USA Architecture and Design Panel for 2007

Yeohlee Teng

Designer and President, YEOHLEE, New York, NY

Carlos Jimenez

Principal, Carlos Jimenez Studio, Houston, TX

Terence Riley

Director, Miami Art Museum, Miami, FL

Sigi Moeslinger

Partner, Antenna Design, and USA Target Fellow 2006, New York, NY

Brooke Hodge (Chair)

Curator of Architecture and Design, The Museum of Contemporary Art, Los Angeles, CA


Statement by Brooke Hodge

The close of the first decade of the twenty-first century marks a critical turning point for architecture and design. The presence of the computer in schools, design studios, and workshops is more powerful than ever, yet we are beginning to see younger practitioners make use of its capabilities and potential in ways that are fresh and exciting. We are also witnessing the coming-of-age of the first generation of architects and designers to be educated in schools that welcomed the dawn of this new digital era.
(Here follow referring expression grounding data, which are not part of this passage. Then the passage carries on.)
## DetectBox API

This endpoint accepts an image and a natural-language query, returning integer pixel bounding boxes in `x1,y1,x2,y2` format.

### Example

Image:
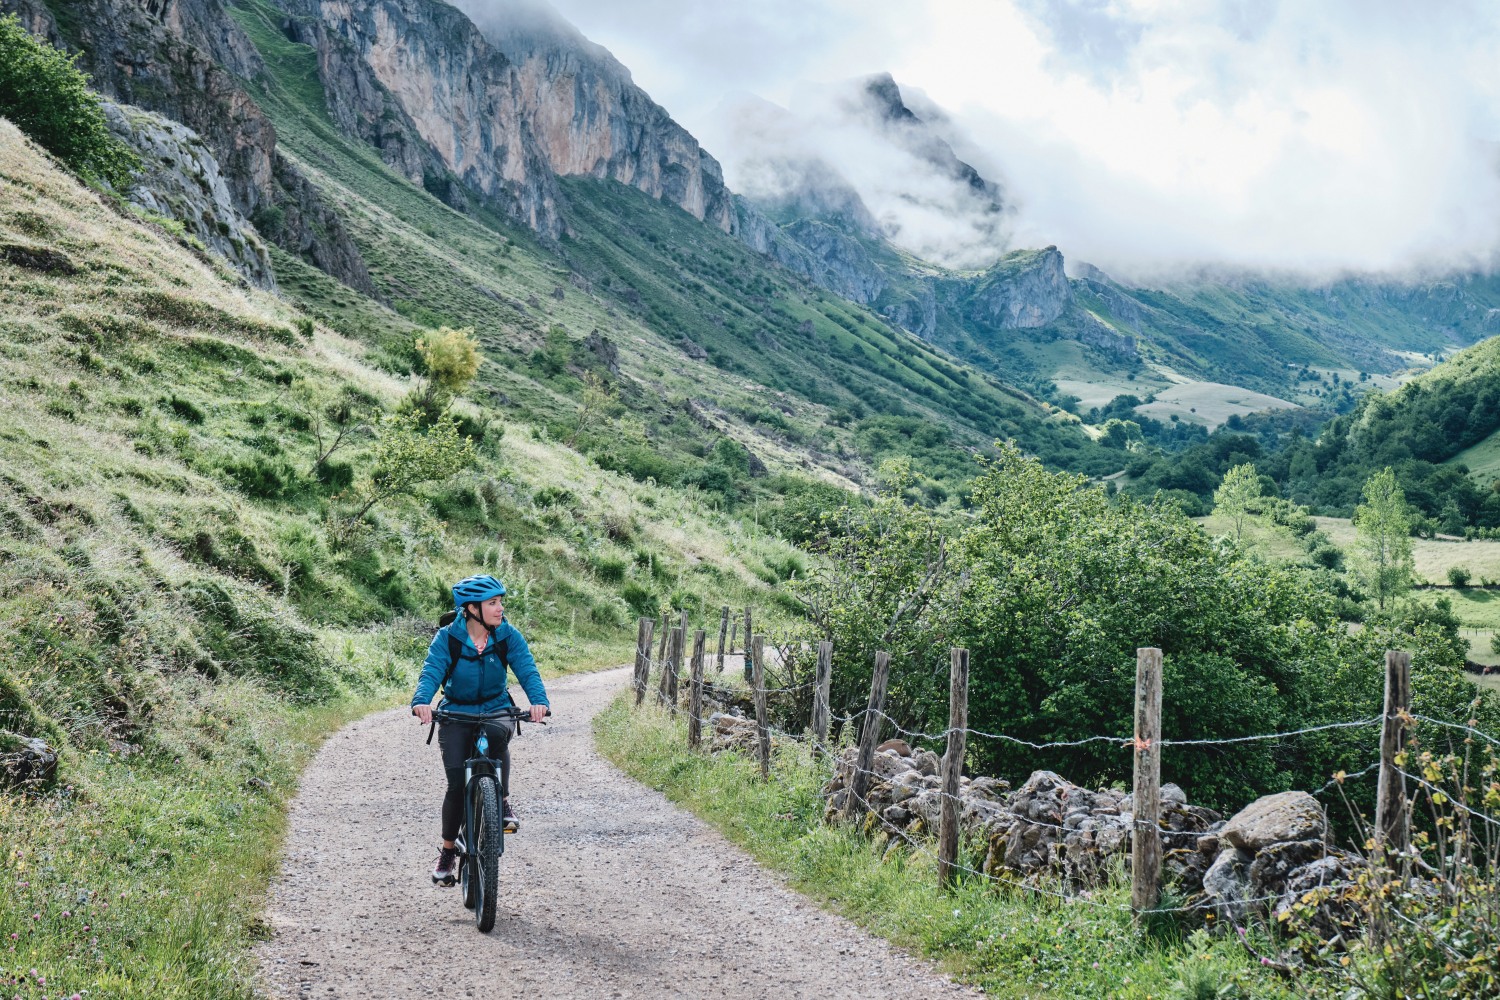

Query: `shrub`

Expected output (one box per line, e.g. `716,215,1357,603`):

They are striding toward the future, confident in their ability to build the remarkable forms and spaces that would have been just fantastical visions only twenty years ago.

One of the pleasures of serving as a United States Artists panelist this year was seeing the wide spectrum of architecture and design that is being practiced today in America. It was gratifying to see the evolution of the computer into a design tool that is used with ease in myriad ways. And it was surprising to realize that its full potential hasn't even begun to be tapped. But perhaps what was most pleasing was seeing that the joy of making things by hand can coexist happily with and, indeed, be complemented by the use of the computer as a design tool. It would be daunting to try to enumerate everything the computer can do in a design studio, but let's start with its ability to draw complex geometric forms in a fluid manner, calculate insanely complicated algorithms, and direct routers, millers, and laser cutters to fabricate detailed models and an almost endless variety of prototypes.

Architects and designers today are not using digital design just for form making; they are using it to solve problems. For some young architects, most clients aren't adventurous enough to embrace the forms they design, which may seem too radical or futuristic. And in many cases the building industry hasn't yet caught up to the rapid advances made possible in the design phase. Product design has provided a way for architects to test ideas and construct complex forms at a scale that is more manageable and affordable. And, conversely, some product designers have ventured into architecture, perhaps out of the desire to have creative control over the total environment of a home, restaurant, or hotel. This marriage between architecture and design was common in Europe, with modernist architects such as Aldo Rossi or Mario Bellini also designing appliances, flatware, and furniture, but it has been less common in America. Today we are much more likely to see architects and designers cross the threshold into each other's creative territory to borrow fabrication technologies, forms, and materials.

The USA Fellows in Architecture and Design for 2007 demonstrate in their work and the nature of their practices that boundaries between architecture and design and, indeed, other creative disciplines are becoming increasingly blurry. Their work also demonstrates the presence of digital design and a mature understanding of its capabilities and applications. These young design partnerships exemplify the very promise that United States Artists was established to recognize and support. They are the future of architecture.